Managed under the Northwest Forest Plan the CBWR lands contain all the figurative gold needed to enrich the timber industry and the county coffers if only we could manage locally and harvest under the environmentally indifferent Oregon Forest Practices Act. Tuesday, the commission unanimously agreed to send a letter to Senator Ron Wyden (D) asking him to incorporate Rep Peter DeFazio’s HB 1526 Title III giving management of CBWR to Coos County under the OFPA into his eagerly anticipated forest resources bill. If Wyden accedes to this request Coos County will likely lose the additional option of taxing the CBWR and forever see its fortunes tied to timber receipts.
According to Commissioner Bob Main, the former county assessor, the CBWR would bring in an annual $10 million in property tax revenue if the 1939 Act was enforced leaving at least part of the county’s natural habitat, lungs and freshwater filtering system undamaged. Main told the paper Tuesday that cutting CBWR trees less than 125 years of age under OFPA would “result in $8 million to
$12 million profit per year”. Wyden has already said he is not in favor of transferring management of federal lands and HB 1526 is not expected to pass without major revisions so writing a letter limiting the county’s revenue options seems counter productive.

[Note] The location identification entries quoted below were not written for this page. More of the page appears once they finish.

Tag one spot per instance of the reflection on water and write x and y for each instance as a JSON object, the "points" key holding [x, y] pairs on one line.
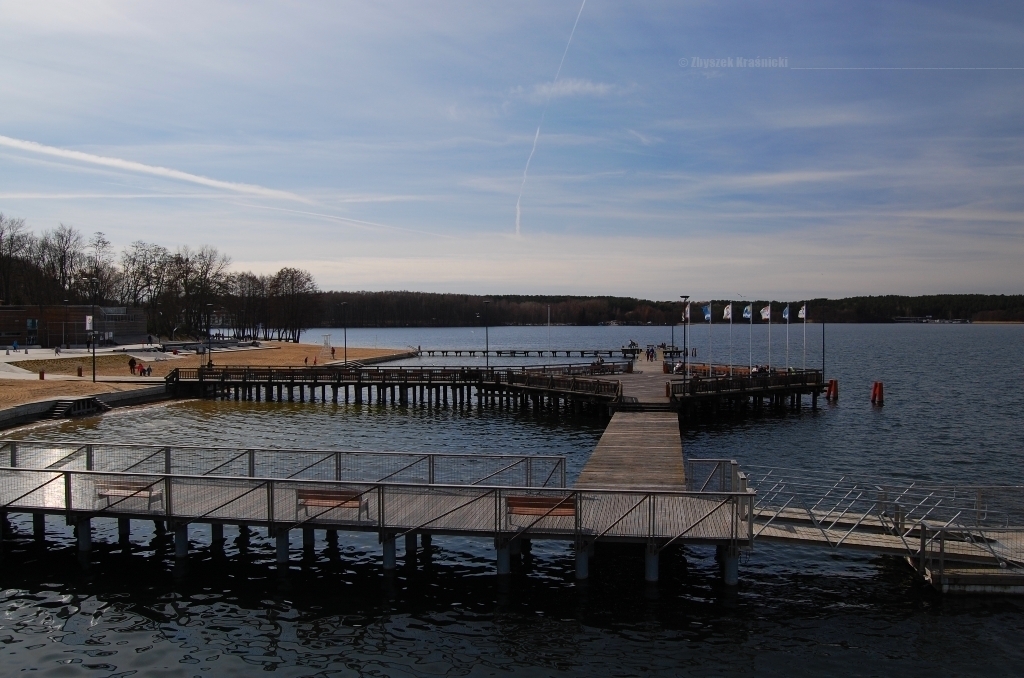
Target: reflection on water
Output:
{"points": [[797, 611]]}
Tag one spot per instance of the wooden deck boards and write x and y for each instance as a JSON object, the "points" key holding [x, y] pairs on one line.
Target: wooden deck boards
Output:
{"points": [[638, 451]]}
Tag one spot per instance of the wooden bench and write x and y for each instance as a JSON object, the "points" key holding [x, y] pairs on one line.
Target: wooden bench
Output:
{"points": [[123, 490], [332, 499], [542, 506]]}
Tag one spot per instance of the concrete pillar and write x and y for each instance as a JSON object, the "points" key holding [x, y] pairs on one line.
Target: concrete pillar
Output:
{"points": [[84, 526], [504, 559], [181, 540], [124, 531], [729, 561], [583, 562], [308, 539], [650, 563], [283, 547], [411, 545], [389, 555]]}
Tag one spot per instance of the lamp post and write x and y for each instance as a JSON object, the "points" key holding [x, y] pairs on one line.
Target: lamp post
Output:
{"points": [[486, 335], [344, 315], [209, 335], [686, 350]]}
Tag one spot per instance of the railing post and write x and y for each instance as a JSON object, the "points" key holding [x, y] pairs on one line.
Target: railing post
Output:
{"points": [[924, 546], [269, 505]]}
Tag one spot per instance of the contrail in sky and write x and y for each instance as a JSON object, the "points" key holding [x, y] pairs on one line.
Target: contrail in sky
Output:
{"points": [[131, 166], [537, 135]]}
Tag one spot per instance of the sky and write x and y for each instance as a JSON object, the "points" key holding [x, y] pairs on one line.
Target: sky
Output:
{"points": [[382, 145]]}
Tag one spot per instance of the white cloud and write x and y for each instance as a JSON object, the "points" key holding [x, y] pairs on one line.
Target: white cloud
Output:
{"points": [[153, 170], [570, 87]]}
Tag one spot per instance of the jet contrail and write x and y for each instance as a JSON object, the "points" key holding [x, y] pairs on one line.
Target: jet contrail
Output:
{"points": [[131, 166], [537, 135]]}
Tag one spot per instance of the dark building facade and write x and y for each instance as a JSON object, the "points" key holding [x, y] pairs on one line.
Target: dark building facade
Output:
{"points": [[56, 326]]}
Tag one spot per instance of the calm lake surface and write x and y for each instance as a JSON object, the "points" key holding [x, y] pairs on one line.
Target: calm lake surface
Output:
{"points": [[952, 413]]}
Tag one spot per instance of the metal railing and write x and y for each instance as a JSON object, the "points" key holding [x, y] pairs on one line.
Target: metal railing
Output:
{"points": [[749, 384], [372, 375], [888, 516], [358, 465], [392, 509]]}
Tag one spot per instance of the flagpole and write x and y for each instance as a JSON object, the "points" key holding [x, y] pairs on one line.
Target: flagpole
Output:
{"points": [[805, 336], [730, 339], [711, 318]]}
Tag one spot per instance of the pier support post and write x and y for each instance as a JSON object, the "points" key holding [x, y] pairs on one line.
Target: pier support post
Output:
{"points": [[583, 561], [504, 559], [282, 547], [181, 540], [411, 545], [308, 539], [84, 526], [650, 563], [728, 561]]}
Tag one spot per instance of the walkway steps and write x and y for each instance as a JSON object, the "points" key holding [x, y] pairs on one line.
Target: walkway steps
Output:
{"points": [[639, 450]]}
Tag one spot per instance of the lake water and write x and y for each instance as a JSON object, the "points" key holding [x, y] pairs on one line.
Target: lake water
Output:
{"points": [[952, 414]]}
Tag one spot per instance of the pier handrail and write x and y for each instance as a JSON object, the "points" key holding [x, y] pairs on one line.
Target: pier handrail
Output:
{"points": [[339, 464], [392, 508]]}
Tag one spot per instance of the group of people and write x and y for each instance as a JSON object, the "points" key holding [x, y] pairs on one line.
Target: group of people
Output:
{"points": [[136, 368]]}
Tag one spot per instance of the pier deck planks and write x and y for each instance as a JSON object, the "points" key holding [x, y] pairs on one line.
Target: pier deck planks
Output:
{"points": [[638, 451]]}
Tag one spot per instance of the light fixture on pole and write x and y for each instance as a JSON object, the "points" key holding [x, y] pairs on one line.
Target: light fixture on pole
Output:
{"points": [[686, 315], [209, 334], [486, 335], [344, 315]]}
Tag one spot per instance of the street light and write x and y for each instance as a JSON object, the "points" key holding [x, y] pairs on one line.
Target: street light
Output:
{"points": [[486, 335], [686, 350], [209, 334], [344, 314]]}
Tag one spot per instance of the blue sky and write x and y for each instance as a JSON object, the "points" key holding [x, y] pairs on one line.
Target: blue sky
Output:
{"points": [[382, 145]]}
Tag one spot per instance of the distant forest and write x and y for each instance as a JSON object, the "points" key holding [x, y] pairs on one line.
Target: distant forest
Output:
{"points": [[426, 309]]}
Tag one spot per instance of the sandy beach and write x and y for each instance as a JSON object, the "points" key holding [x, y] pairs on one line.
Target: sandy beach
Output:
{"points": [[19, 389]]}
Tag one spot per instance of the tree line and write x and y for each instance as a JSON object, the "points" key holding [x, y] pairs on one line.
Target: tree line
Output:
{"points": [[179, 290]]}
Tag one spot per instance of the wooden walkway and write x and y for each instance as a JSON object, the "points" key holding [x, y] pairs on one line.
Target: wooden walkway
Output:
{"points": [[639, 450]]}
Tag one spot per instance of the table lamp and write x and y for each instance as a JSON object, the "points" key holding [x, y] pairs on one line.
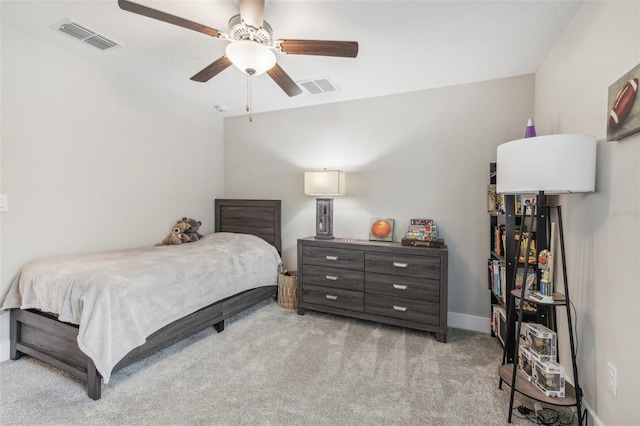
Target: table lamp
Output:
{"points": [[324, 183]]}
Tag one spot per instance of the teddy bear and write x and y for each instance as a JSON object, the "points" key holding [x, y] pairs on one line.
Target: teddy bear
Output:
{"points": [[178, 235], [192, 232]]}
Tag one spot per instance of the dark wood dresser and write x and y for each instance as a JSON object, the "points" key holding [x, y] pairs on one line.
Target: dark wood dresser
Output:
{"points": [[376, 281]]}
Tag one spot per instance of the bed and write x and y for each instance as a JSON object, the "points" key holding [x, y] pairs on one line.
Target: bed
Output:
{"points": [[57, 338]]}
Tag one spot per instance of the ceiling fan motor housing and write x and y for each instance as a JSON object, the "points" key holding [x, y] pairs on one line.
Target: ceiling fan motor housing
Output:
{"points": [[238, 30]]}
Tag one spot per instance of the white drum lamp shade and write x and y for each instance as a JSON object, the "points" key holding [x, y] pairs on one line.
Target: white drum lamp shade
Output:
{"points": [[553, 164], [324, 182]]}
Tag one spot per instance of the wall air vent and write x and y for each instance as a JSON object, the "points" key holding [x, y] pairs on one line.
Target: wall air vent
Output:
{"points": [[319, 85], [86, 35]]}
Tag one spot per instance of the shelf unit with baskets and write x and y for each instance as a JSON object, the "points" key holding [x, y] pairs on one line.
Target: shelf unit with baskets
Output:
{"points": [[509, 372]]}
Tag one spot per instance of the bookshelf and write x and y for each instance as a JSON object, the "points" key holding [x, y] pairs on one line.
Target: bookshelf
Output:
{"points": [[504, 251]]}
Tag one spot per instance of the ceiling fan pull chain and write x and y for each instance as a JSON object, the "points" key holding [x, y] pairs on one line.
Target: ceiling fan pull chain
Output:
{"points": [[249, 99]]}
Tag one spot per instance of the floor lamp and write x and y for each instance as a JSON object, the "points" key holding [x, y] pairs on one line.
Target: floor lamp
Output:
{"points": [[553, 164]]}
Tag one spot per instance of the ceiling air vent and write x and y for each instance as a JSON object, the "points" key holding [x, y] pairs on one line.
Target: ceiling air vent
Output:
{"points": [[319, 85], [85, 34]]}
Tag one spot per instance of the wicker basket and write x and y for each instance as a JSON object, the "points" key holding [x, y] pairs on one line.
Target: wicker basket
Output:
{"points": [[288, 289]]}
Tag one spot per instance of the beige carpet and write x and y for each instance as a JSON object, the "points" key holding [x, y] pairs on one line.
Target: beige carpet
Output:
{"points": [[273, 367]]}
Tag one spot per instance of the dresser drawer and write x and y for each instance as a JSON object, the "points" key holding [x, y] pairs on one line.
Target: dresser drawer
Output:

Commissioner Melissa Cribbins explained the letter as proactively letting Wyden know “what we want.” Who the “we” is isn’t clear because several citizens do not want this but language in the letter resembles an earlier letter instigated by the Coquille Indian Tribe and tabled by the board. Main has previously advocated for co-managing CBWR with the tribe.
The commissions’ sole efforts to bring badly needed revenue into the county thus far is centered on pleading with and waiting on Congress. In an attempt to be responsible the board will now engage an advisory group and some online tools implemented by the same Portland State University group that brought us that underwhelming sales pitch for a county administrator last year. Planning of course is a good thing but the topics bantered around by the commission last Tuesday had to do with cutting services and imposing an income tax to cover mandated public safety requirements. Cribbins did acknowledge a willingness to look at suggestions to bring in revenue but thus far the board has ignored Don Gurney’s proposal to enforce the Act of 1939 and will not touch the glaring disparity between property taxes paid by the average citizen and the timber barons.
Forty-eight percent, more than 490,000 acres of large tract forestland in Coos County pay less than $4 per acre in taxes but last year harvested 215 million BF of timber generating upwards of $120 million and paid less than $2 million in property tax. That is less revenue, ( I am getting the exact number ) than generated by the 20% of federally managed land, consider that the next you hear complaints about federal land grabs. Imposing a 6% severance tax would have generated more than $7 million but the commissioners would prefer to try and move that oozing, festering behemoth known as Congress in an attempt to effectively privatize a little corner of federal land, a mere 5% of the county, than even mention this enormous elephant, this glaring tax inequity standing right here in the room.
Unless you want an additional income tax or to see your services cut while your property taxes continue to rise 3% annually, we need to force this issue either through a citizen initiative or polite protest or downright civil disobedience or all of the above.